The techniques, ranked by what most patients try
1. Listening
Music with lyrics, podcasts, audiobooks, or talk radio in one earbud. The verbal content competes most directly with voices. Many people find that spoken content beats music for this purpose. A favourite podcast in the morning shower or on the commute can be a daily anchor.
2. Speaking aloud
- Reading a passage aloud (a paragraph from a book, a poem, lyrics)
- Counting backwards from 100 by 7s
- Naming objects you can see, out loud
- Describing what you are doing, narrator-style: "I am walking to the kitchen, I am opening the fridge..."
3. Humming or singing
This is a discreet move that works in public. The vibration in the throat and the production of sound recruit the same machinery the voice is using. Try humming a single note for a slow exhale.
4. Engaging activity
Anything that requires moderate concentration: a crossword, a puzzle, knitting, a walk in a busy area, cooking from a recipe, a video game. The aim is "active and absorbing," not "passive and quiet."
5. Sub-vocal counting or phrasing
If you can't speak out loud, mouthing words silently or saying them in your head ("one, two, three…" or a short prayer) provides some of the same benefit.
Techniques the evidence is more mixed on
- Drowning out with loud noise. Sometimes helps in the moment but tends to be exhausting and can damage hearing if used with headphones at high volume.
- Heavy substance use. Cannabis, alcohol, and other drugs can blunt voices temporarily but worsen psychosis over weeks and months. See cannabis and psychosis.
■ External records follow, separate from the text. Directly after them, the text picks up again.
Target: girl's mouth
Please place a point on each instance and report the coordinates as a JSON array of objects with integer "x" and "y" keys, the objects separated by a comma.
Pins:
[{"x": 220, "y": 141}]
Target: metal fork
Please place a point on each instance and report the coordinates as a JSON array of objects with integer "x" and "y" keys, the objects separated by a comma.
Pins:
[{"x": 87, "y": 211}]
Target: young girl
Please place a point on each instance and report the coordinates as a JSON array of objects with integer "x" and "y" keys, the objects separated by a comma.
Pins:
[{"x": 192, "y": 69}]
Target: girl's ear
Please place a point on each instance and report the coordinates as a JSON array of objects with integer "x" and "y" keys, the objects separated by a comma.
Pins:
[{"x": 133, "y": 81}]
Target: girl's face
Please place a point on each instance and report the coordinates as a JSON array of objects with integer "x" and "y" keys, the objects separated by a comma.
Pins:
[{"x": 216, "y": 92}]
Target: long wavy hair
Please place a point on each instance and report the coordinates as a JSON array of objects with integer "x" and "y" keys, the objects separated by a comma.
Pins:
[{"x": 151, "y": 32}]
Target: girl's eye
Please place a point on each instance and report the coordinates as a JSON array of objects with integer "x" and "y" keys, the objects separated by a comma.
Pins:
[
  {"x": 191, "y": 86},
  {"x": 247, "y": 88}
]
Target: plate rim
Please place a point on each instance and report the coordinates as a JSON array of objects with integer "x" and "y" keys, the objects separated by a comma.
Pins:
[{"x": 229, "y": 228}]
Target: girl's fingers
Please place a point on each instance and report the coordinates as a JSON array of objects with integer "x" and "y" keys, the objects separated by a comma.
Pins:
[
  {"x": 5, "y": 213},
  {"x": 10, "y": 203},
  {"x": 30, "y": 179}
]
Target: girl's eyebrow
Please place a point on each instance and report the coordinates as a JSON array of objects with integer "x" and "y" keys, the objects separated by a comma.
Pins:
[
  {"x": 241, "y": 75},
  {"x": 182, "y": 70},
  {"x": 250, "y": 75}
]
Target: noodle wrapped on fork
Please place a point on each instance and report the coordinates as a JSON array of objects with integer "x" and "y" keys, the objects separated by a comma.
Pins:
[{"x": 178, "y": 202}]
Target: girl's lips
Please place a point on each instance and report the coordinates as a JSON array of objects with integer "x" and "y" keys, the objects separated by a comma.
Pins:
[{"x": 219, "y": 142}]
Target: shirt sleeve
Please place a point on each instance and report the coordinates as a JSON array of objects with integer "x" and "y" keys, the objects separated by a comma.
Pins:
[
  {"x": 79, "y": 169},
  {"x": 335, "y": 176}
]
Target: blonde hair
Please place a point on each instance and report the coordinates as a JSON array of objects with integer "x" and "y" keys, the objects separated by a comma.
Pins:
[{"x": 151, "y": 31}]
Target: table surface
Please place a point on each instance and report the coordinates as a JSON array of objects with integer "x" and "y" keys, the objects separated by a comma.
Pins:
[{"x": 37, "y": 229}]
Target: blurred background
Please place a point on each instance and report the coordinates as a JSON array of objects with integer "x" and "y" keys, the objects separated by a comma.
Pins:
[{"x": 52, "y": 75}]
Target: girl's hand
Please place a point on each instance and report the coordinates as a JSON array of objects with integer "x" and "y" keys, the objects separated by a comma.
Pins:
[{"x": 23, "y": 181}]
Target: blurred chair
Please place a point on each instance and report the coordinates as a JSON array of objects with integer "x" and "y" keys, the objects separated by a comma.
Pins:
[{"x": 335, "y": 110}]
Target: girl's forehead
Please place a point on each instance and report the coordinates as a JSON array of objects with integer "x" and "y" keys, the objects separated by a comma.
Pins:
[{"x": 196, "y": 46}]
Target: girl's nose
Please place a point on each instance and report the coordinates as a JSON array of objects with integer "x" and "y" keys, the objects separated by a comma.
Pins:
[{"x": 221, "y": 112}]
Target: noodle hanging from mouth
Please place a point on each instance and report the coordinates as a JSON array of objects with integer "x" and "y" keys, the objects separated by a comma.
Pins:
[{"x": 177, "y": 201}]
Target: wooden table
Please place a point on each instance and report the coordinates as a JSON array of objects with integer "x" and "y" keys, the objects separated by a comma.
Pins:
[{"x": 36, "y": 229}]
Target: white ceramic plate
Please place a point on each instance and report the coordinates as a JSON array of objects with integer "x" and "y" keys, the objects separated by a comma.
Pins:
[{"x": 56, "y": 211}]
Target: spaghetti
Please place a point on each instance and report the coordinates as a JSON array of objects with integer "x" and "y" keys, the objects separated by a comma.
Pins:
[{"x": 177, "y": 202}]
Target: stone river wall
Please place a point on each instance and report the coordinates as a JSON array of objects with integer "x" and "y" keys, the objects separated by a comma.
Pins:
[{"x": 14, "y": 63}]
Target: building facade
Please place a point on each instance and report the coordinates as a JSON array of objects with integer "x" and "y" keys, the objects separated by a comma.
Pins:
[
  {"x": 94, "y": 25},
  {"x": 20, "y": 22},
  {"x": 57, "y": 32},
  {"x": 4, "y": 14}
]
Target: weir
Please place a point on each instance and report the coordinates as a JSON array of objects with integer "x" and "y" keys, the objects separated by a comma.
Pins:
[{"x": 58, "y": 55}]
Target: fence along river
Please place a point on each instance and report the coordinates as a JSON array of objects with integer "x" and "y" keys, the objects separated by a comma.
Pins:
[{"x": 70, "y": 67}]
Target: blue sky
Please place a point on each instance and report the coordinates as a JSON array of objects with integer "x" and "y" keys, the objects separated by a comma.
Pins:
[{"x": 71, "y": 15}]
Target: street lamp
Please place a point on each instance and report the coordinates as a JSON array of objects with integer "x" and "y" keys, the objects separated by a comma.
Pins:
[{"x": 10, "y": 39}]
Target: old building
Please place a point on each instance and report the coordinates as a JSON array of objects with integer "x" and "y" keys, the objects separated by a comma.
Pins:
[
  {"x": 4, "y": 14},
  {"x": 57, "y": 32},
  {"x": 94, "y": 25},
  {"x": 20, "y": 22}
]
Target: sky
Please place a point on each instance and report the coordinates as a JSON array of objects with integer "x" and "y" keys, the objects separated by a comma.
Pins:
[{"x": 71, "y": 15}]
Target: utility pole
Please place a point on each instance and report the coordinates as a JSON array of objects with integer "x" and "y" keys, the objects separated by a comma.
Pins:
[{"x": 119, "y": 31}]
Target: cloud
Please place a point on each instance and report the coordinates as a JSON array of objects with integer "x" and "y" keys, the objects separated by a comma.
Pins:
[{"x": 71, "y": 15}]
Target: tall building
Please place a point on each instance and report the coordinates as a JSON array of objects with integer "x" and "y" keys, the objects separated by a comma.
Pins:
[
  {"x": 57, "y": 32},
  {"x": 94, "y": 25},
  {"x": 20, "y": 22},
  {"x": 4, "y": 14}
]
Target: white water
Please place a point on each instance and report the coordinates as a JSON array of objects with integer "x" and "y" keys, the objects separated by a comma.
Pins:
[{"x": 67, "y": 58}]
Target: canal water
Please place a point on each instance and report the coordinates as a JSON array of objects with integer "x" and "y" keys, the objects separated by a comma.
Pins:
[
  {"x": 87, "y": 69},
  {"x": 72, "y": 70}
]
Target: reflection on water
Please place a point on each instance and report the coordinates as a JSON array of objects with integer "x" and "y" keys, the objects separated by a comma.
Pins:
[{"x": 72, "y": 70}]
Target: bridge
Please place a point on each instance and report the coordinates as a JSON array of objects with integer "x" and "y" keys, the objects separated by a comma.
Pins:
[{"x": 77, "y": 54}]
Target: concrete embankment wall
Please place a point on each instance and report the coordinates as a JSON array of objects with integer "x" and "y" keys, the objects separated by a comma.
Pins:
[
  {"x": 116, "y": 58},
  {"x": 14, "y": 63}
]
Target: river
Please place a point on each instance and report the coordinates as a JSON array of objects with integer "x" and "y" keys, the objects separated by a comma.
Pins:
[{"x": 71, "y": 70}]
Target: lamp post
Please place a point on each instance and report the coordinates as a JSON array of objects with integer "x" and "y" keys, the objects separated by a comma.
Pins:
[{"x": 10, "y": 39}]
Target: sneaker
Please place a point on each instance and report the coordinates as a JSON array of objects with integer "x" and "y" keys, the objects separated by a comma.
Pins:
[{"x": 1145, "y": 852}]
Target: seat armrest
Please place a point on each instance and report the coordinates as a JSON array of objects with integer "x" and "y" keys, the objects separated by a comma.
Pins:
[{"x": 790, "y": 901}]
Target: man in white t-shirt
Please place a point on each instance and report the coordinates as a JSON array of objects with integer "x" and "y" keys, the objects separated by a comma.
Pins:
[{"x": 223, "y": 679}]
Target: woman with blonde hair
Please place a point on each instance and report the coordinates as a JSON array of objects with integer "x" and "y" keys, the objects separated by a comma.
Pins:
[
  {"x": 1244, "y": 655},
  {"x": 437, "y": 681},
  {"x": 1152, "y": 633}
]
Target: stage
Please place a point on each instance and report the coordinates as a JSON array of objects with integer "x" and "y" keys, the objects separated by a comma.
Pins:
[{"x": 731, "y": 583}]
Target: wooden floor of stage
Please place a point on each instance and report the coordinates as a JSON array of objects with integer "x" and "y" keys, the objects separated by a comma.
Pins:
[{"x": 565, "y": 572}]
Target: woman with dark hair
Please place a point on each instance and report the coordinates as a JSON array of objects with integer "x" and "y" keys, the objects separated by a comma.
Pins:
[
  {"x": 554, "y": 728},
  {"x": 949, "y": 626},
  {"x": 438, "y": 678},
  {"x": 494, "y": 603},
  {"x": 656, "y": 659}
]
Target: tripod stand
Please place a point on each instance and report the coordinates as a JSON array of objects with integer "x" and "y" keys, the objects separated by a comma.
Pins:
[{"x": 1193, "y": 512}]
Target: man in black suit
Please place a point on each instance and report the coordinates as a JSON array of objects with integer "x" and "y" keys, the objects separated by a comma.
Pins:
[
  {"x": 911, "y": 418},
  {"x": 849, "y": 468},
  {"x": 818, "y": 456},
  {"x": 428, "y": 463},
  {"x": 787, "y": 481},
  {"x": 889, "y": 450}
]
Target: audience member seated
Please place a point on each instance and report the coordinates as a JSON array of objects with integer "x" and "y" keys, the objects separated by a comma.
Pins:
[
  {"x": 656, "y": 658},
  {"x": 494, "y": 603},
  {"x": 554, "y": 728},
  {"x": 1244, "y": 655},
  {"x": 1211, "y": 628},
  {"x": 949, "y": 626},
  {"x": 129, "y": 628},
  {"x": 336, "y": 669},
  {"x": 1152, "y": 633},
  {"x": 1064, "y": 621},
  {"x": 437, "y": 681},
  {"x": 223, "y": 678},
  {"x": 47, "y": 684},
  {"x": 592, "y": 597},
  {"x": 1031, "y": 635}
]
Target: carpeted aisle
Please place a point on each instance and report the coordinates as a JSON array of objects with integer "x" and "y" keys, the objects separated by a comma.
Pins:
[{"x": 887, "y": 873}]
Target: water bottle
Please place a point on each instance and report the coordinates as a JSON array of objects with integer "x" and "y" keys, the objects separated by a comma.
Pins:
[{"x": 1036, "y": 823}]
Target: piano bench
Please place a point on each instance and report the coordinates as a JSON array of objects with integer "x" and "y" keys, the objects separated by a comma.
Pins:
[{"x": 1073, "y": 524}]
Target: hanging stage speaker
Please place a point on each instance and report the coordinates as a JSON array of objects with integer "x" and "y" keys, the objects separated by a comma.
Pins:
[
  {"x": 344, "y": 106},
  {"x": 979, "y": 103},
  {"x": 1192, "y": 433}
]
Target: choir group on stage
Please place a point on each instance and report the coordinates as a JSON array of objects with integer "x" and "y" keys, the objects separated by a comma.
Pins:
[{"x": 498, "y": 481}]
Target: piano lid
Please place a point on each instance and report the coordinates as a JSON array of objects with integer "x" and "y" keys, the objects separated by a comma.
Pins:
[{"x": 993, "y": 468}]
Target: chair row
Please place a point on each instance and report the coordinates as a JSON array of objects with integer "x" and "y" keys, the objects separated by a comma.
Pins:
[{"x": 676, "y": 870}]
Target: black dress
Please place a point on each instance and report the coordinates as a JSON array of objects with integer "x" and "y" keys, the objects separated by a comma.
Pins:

- Sleeping all day. Provides relief but disrupts circadian rhythm and tends to worsen overall stability.
The avoidance trap
Distraction becomes a problem when it is the only tool, or when it leads you to avoid all the situations where voices appear. Common patterns:
- Always having headphones in, even when speaking with family
- Refusing to go anywhere quiet
- Never being alone with your own thoughts
Over time this shrinks life. CBTp therapists generally suggest pairing distraction with normalising and acceptance-based approaches (see ACT for psychosis) so that voices become less frightening even when you are not actively distracting from them.
A balanced weekly plan
One useful structure that comes out of CBTp:
- Daily. Two or three short distraction tools you reach for when voices spike.
- Weekly. One session of practising "letting voices be" without distracting — five to ten minutes, ideally with a therapist initially, while you do something simple like washing dishes.
- Monthly. Review with your treatment team: which techniques are working, which have become avoidance, what to add or drop.
If voices give commands
You are hearing voices commanding you to harm yourself or others, or you feel less able to resist them than usual. Call your treatment team, an emergency line (988 in the US), or go to an emergency department.
Building your personal list
Most people end up with three to five reliable techniques. To find yours:
- Make a list of every technique above plus any you have discovered yourself.
- Try one a day for two weeks.
- Rate each on a 0–10 scale: how much did it reduce voice intensity, how much did it reduce distress, how feasible was it.
- Keep the top three. These go on your coping card.
Working with a therapist
A clinician trained in CBTp will help you tailor distraction to your specific voices, integrate it with reality testing and acceptance, and recognise when it is helping versus when it has tipped into avoidance. NAMI's Support and Education hub can help you find local options.
This article is for educational purposes only and is not medical advice, diagnosis, or treatment. Always consult a qualified mental health professional. If you or someone you know is in crisis, call or text 988 in the US, or your local emergency number.